Voltemos ao Irã: De fato a Revolução (que logo se tornaria Islâmica) era apoiada por diversos setores, desde comunistas a radicais islâmicos. Mas no país havia uma liderança clara, o Aiatolá. Havia um direcionamento, lideranças a seguir. No Egito a coisa parece ser mais ou menos autônoma e os partidos são marginais, meros espectadores em busca de espaço. Sejam eles de esquerda, direita ou religiosos.

O islamismo é apenas o perigo que aponta o ocidente para deslegitimar o anseio popular por liberdade. Estamos falando de um aliado importante dos EUA e de Israel, e não qualquer país insignificante, mas um colosso, o maior país Árabe (em população), um grande receptor de investimentos dos EUA e país estratégico em termos geográficos e políticos.

Não é pouca coisa. E a propaganda estadunidense não poderia deixar de agir.

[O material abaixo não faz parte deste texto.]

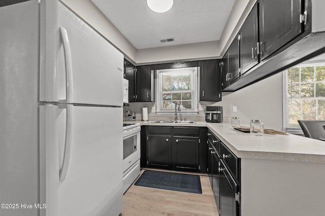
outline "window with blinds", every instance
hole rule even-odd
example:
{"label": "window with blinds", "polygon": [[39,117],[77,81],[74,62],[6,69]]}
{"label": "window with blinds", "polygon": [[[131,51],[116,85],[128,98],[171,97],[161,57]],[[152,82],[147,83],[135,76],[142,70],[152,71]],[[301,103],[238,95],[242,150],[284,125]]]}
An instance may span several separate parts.
{"label": "window with blinds", "polygon": [[291,67],[284,73],[287,129],[300,129],[299,120],[325,120],[325,62]]}
{"label": "window with blinds", "polygon": [[157,112],[174,112],[177,102],[181,110],[198,111],[198,68],[156,71]]}

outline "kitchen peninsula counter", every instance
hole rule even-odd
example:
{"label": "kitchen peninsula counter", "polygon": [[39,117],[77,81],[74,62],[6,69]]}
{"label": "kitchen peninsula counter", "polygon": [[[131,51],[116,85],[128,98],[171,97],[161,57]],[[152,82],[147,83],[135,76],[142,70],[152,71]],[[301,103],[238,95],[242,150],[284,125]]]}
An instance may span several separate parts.
{"label": "kitchen peninsula counter", "polygon": [[207,127],[240,158],[241,216],[323,215],[325,142],[292,134],[253,136],[235,130],[229,122],[153,121],[132,122]]}
{"label": "kitchen peninsula counter", "polygon": [[238,157],[325,163],[325,141],[294,134],[253,136],[234,129],[230,122],[195,124],[127,121],[141,125],[207,127]]}

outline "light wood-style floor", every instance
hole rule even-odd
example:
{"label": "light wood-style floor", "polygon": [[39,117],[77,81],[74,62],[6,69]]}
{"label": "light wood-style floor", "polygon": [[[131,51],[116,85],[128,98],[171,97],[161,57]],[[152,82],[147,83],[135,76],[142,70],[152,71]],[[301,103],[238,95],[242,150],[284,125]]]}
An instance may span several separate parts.
{"label": "light wood-style floor", "polygon": [[201,194],[137,186],[134,183],[124,194],[123,210],[119,216],[218,216],[209,177],[200,175],[200,179]]}

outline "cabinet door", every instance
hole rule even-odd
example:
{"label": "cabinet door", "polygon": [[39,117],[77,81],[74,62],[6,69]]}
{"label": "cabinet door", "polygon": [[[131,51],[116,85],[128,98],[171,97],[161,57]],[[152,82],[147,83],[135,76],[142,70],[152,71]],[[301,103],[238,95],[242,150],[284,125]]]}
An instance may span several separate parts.
{"label": "cabinet door", "polygon": [[256,3],[239,30],[241,74],[244,74],[258,63],[257,15]]}
{"label": "cabinet door", "polygon": [[229,50],[228,50],[223,55],[220,67],[222,77],[221,87],[222,89],[224,89],[230,84],[230,80],[228,78],[229,76]]}
{"label": "cabinet door", "polygon": [[128,80],[128,101],[136,100],[135,72],[136,67],[128,60],[124,59],[124,78]]}
{"label": "cabinet door", "polygon": [[215,150],[213,149],[211,153],[212,156],[212,191],[217,207],[220,212],[220,173],[219,172],[219,160],[220,157]]}
{"label": "cabinet door", "polygon": [[220,60],[208,60],[200,62],[200,100],[220,101],[221,100]]}
{"label": "cabinet door", "polygon": [[199,170],[199,138],[174,136],[173,140],[174,169]]}
{"label": "cabinet door", "polygon": [[172,168],[171,136],[148,136],[148,165],[162,168]]}
{"label": "cabinet door", "polygon": [[[303,2],[303,1],[302,1]],[[259,1],[261,60],[303,32],[302,1]]]}
{"label": "cabinet door", "polygon": [[239,71],[239,40],[234,39],[228,49],[229,52],[229,75],[228,79],[232,83],[240,76]]}
{"label": "cabinet door", "polygon": [[149,65],[137,66],[136,101],[138,102],[151,102],[151,71]]}
{"label": "cabinet door", "polygon": [[222,216],[238,216],[239,205],[236,200],[239,187],[220,160],[220,208]]}

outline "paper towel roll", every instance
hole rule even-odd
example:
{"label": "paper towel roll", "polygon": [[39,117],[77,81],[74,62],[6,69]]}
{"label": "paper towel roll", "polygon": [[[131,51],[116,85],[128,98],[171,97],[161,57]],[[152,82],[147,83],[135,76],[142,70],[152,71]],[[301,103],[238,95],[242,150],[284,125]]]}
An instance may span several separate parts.
{"label": "paper towel roll", "polygon": [[142,120],[148,121],[148,107],[142,107]]}

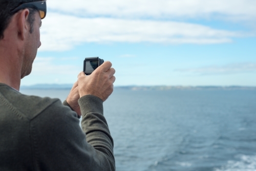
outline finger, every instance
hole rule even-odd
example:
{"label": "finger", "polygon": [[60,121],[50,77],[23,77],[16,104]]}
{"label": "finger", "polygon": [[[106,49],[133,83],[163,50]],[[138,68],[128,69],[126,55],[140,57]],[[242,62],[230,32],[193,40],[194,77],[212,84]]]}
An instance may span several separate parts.
{"label": "finger", "polygon": [[104,62],[102,65],[98,67],[95,70],[101,70],[104,72],[105,72],[109,70],[112,66],[112,63],[109,61],[106,61]]}
{"label": "finger", "polygon": [[81,71],[78,75],[77,75],[77,78],[79,79],[79,78],[81,77],[85,77],[86,76],[86,74],[82,71]]}
{"label": "finger", "polygon": [[75,82],[74,84],[73,84],[73,87],[71,90],[74,90],[76,87],[77,87],[77,86],[78,86],[78,83],[77,83],[77,81],[76,81],[76,82]]}
{"label": "finger", "polygon": [[116,70],[113,68],[111,68],[106,72],[106,73],[109,75],[110,78],[111,78],[115,73]]}
{"label": "finger", "polygon": [[110,80],[112,82],[112,83],[115,82],[116,81],[116,77],[113,76],[111,78],[110,78]]}

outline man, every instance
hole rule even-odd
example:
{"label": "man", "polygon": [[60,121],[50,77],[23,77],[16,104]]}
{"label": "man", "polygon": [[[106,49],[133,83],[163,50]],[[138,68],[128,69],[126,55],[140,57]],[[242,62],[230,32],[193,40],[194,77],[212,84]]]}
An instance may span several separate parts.
{"label": "man", "polygon": [[81,72],[64,105],[18,92],[41,45],[38,1],[0,1],[0,170],[114,170],[102,105],[115,80],[110,62]]}

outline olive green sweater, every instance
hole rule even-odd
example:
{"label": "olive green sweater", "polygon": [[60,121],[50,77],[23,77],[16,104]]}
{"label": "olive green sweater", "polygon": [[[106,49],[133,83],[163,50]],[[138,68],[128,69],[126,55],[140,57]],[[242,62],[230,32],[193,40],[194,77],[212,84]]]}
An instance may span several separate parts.
{"label": "olive green sweater", "polygon": [[86,95],[78,103],[82,131],[66,101],[0,83],[0,170],[115,170],[102,100]]}

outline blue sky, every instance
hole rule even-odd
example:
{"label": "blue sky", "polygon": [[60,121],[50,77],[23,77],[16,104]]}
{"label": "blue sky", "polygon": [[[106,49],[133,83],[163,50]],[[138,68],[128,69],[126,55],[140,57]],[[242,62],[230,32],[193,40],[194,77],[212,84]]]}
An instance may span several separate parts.
{"label": "blue sky", "polygon": [[85,57],[115,86],[256,86],[254,0],[49,0],[22,86],[73,83]]}

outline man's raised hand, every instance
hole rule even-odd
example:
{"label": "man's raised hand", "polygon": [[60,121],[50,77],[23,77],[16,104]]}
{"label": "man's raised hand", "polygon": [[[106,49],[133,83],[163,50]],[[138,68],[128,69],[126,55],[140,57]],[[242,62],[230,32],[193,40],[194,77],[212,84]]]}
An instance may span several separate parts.
{"label": "man's raised hand", "polygon": [[104,101],[113,91],[114,76],[115,70],[112,64],[105,61],[90,75],[81,72],[78,76],[78,92],[80,97],[87,95],[98,97]]}

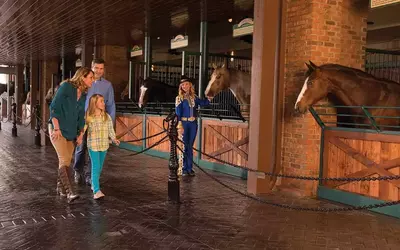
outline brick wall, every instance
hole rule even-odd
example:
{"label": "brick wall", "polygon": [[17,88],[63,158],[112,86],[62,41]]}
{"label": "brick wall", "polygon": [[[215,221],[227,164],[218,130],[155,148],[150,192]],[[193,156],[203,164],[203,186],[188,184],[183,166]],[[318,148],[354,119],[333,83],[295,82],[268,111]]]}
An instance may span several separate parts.
{"label": "brick wall", "polygon": [[[320,127],[294,104],[305,80],[304,62],[363,68],[368,1],[287,0],[285,107],[282,166],[285,174],[319,173]],[[326,100],[324,101],[326,102]],[[317,182],[282,179],[278,188],[315,195]]]}
{"label": "brick wall", "polygon": [[106,61],[104,77],[110,81],[114,87],[116,102],[121,100],[121,92],[124,90],[129,80],[127,51],[128,49],[126,47],[105,45],[99,47],[96,55]]}

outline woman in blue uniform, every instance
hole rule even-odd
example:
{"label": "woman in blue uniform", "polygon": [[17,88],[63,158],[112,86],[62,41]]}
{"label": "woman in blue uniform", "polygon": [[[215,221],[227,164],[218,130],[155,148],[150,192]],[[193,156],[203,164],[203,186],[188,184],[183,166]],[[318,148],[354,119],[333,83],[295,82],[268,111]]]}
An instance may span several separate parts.
{"label": "woman in blue uniform", "polygon": [[[183,132],[185,155],[183,157],[182,176],[194,176],[193,171],[193,144],[197,135],[197,107],[207,106],[210,101],[199,99],[194,92],[190,78],[182,76],[179,85],[179,94],[175,99],[175,112],[178,116],[178,131]],[[182,131],[183,129],[183,131]]]}

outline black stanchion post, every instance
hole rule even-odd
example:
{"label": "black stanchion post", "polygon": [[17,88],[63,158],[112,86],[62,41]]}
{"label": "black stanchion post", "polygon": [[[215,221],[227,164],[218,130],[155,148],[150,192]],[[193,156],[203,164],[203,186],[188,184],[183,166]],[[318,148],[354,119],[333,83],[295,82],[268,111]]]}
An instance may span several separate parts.
{"label": "black stanchion post", "polygon": [[12,112],[13,112],[13,127],[11,129],[11,134],[13,137],[17,136],[17,104],[14,102],[12,104]]}
{"label": "black stanchion post", "polygon": [[168,136],[170,140],[170,156],[169,156],[169,176],[168,176],[168,200],[174,203],[180,202],[180,190],[178,179],[178,156],[176,152],[178,141],[178,117],[172,112],[166,118],[169,122]]}
{"label": "black stanchion post", "polygon": [[35,126],[35,145],[41,146],[41,138],[40,138],[40,105],[39,101],[36,102],[35,105],[35,118],[36,118],[36,126]]}

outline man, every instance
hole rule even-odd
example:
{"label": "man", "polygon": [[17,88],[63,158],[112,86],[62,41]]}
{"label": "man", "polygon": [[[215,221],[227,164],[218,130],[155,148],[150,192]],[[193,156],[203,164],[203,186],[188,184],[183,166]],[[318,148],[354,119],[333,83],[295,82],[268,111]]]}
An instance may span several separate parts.
{"label": "man", "polygon": [[[89,88],[85,110],[88,108],[90,97],[94,94],[100,94],[104,97],[104,102],[106,104],[106,111],[110,114],[113,119],[113,123],[115,124],[115,100],[114,100],[114,89],[111,82],[107,81],[103,78],[104,75],[104,60],[101,58],[94,59],[92,61],[92,70],[94,72],[95,82],[92,87]],[[74,162],[74,170],[75,170],[75,183],[82,183],[82,179],[86,182],[88,186],[91,185],[91,162],[89,158],[89,162],[84,171],[85,165],[85,157],[87,150],[87,133],[83,136],[83,142],[80,146],[76,147],[75,150],[75,162]]]}

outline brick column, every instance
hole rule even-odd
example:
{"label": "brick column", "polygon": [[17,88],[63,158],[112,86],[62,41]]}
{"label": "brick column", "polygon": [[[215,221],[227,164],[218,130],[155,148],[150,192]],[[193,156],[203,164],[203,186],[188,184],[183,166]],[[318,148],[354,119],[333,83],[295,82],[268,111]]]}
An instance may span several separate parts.
{"label": "brick column", "polygon": [[[18,64],[15,77],[15,103],[17,104],[17,123],[22,124],[22,104],[24,103],[24,65]],[[19,119],[21,118],[21,119]]]}
{"label": "brick column", "polygon": [[[40,84],[40,107],[41,107],[41,118],[42,118],[42,126],[47,131],[48,120],[50,118],[50,110],[49,105],[46,103],[46,94],[47,91],[51,88],[51,80],[53,77],[53,73],[57,73],[58,71],[58,57],[57,58],[47,58],[42,63],[41,67],[41,84]],[[51,145],[51,142],[47,136],[45,136],[42,132],[42,145]]]}
{"label": "brick column", "polygon": [[39,100],[38,95],[38,85],[39,85],[39,62],[37,60],[31,59],[30,61],[30,80],[31,83],[31,129],[35,129],[36,117],[34,114],[34,107],[36,106],[36,101]]}
{"label": "brick column", "polygon": [[[321,129],[311,114],[293,114],[305,80],[304,62],[338,63],[363,69],[368,1],[287,1],[283,173],[319,173]],[[317,182],[282,179],[279,188],[314,195]]]}
{"label": "brick column", "polygon": [[100,46],[96,51],[96,57],[106,61],[104,78],[114,87],[115,101],[120,101],[121,92],[129,79],[128,49],[122,46]]}

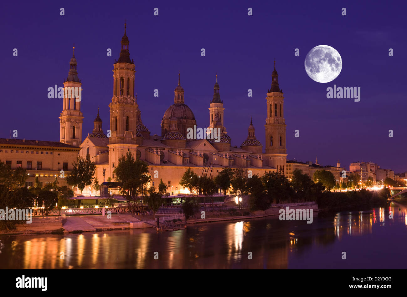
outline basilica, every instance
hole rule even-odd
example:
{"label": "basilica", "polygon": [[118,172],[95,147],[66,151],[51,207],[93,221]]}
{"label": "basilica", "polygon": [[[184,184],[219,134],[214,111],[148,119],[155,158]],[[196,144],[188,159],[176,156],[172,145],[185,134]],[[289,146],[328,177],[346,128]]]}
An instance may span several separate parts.
{"label": "basilica", "polygon": [[[137,104],[138,100],[142,98],[138,99],[135,95],[135,65],[134,61],[130,59],[129,43],[125,26],[120,55],[113,65],[113,96],[109,103],[110,117],[106,132],[102,128],[98,108],[93,130],[89,131],[82,140],[84,118],[81,102],[76,102],[74,98],[64,98],[59,117],[60,142],[79,147],[79,154],[82,157],[89,155],[96,164],[96,176],[100,183],[108,180],[115,181],[115,166],[119,157],[128,152],[131,152],[135,158],[147,163],[151,185],[157,188],[162,179],[168,185],[168,191],[174,195],[190,193],[188,189],[179,184],[188,168],[199,176],[212,178],[225,167],[243,168],[251,171],[253,175],[260,176],[265,172],[284,171],[287,156],[284,98],[278,85],[275,61],[271,87],[266,98],[264,150],[256,138],[254,127],[248,117],[247,138],[238,147],[232,145],[232,137],[226,131],[225,123],[228,122],[225,121],[224,115],[227,115],[227,112],[225,112],[221,98],[217,76],[213,99],[208,102],[209,124],[206,126],[208,133],[216,129],[220,131],[220,134],[216,137],[206,135],[199,139],[187,137],[187,130],[193,129],[194,126],[196,128],[197,121],[194,113],[186,104],[188,94],[186,97],[179,74],[174,90],[173,104],[161,119],[160,135],[152,134],[143,124],[142,111]],[[80,87],[82,82],[78,78],[74,52],[70,65],[64,87]],[[225,103],[227,107],[228,102]],[[91,196],[98,194],[92,187],[89,191],[84,190],[83,194],[86,195],[87,193]]]}

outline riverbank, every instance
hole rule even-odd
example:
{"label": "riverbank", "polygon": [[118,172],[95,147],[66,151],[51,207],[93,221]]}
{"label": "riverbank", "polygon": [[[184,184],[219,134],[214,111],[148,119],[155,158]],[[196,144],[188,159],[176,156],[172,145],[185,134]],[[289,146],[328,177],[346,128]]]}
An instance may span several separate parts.
{"label": "riverbank", "polygon": [[[248,210],[242,210],[241,211],[235,209],[228,210],[211,212],[210,209],[205,212],[205,218],[201,218],[200,213],[197,214],[196,218],[187,221],[187,225],[220,222],[239,220],[250,220],[259,219],[280,215],[279,210],[281,208],[285,209],[288,207],[289,209],[298,208],[312,209],[314,213],[319,211],[318,205],[315,203],[278,204],[265,210],[249,211]],[[246,215],[243,214],[248,213]],[[112,215],[112,218],[108,219],[106,216],[101,215],[88,215],[86,216],[67,216],[62,228],[56,230],[30,230],[25,227],[23,231],[17,230],[0,231],[0,236],[14,236],[20,235],[32,235],[43,234],[64,234],[66,233],[78,233],[82,232],[95,232],[101,231],[112,231],[114,230],[129,230],[130,229],[151,228],[152,227],[142,223],[143,219],[151,219],[151,215],[147,215],[146,218],[142,216],[132,216],[131,215]],[[138,221],[141,219],[141,221]],[[132,223],[131,221],[133,222]],[[138,223],[134,224],[135,221]],[[137,225],[137,227],[135,227]],[[33,226],[33,227],[34,226]]]}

Mas, enfim, as semelhanças com a Revolução Iraniana existem, mas não justificam o temor de uma repetição, ainda que, se se repetisse e fosse pela vontade da população, pouco poderia ser feito, ou mesmo deveria ser feito além de respeitar a vontade soberana do povo egípcio.

E os EUA, infelizmente, tem o terrível costume de jamais respeitar decisões de qualquer povo se estas forem diferentes da sua vontade, vide a vitória do Hamas na Palestina.